The Cybersecurity and Infrastructure Security Agency (CISA), along with the Australian Cyber Security Centre (ACSC) and the U.S. National Security Agency (NSA), issued a warning about the significant breach risks posed by insecure direct object reference (IDOR) vulnerabilities affecting web applications.
IDOR flaws allow attackers to access and manipulate sensitive data by directly referencing internal resources without proper validation. These vulnerabilities are considered high security risks as they can lead to unauthorized access and data breaches, compromising personal, financial, and health information of millions of users and consumers.
Furthermore, the advisory covers various web app models, including on-premises software, Software as a Service (SaaS), Infrastructure as a Service (IaaS), and private cloud models. The three agencies urged vendors, developers, designers, and organizations using web applications to take preventive measures against IDOR vulnerabilities to safeguard their systems.
They provided a range of best practices and recommendations aimed at reducing the occurrence of IDOR vulnerabilities, emphasizing the importance of secure coding practices, automated code analysis, secure software development, and regular testing.

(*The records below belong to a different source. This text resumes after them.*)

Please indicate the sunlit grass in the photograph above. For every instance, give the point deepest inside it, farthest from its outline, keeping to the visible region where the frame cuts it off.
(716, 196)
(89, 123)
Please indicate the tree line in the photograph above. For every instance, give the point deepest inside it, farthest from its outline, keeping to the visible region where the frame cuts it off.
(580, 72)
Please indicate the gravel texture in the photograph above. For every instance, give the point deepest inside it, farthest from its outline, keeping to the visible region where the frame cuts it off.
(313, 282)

The advisory highlighted several incidents where IDOR security flaws resulted in massive data breaches. In one instance, stalkerware apps exploiting an IDOR vulnerability exposed text messages, call records, photos, and geolocation information from hundreds of thousands of mobile devices.
Another breach in 2019 impacted a U.S. Financial Services Sector organization, exposing over 800 million personal financial files, including bank statements and account numbers. The three agencies stressed the criticality of adhering to secure-by-design principles, promptly applying software patches, and conducting regular penetration testing and vulnerability scanning to ensure web apps are secure and protected from potential threats arising from IDOR vulnerabilities.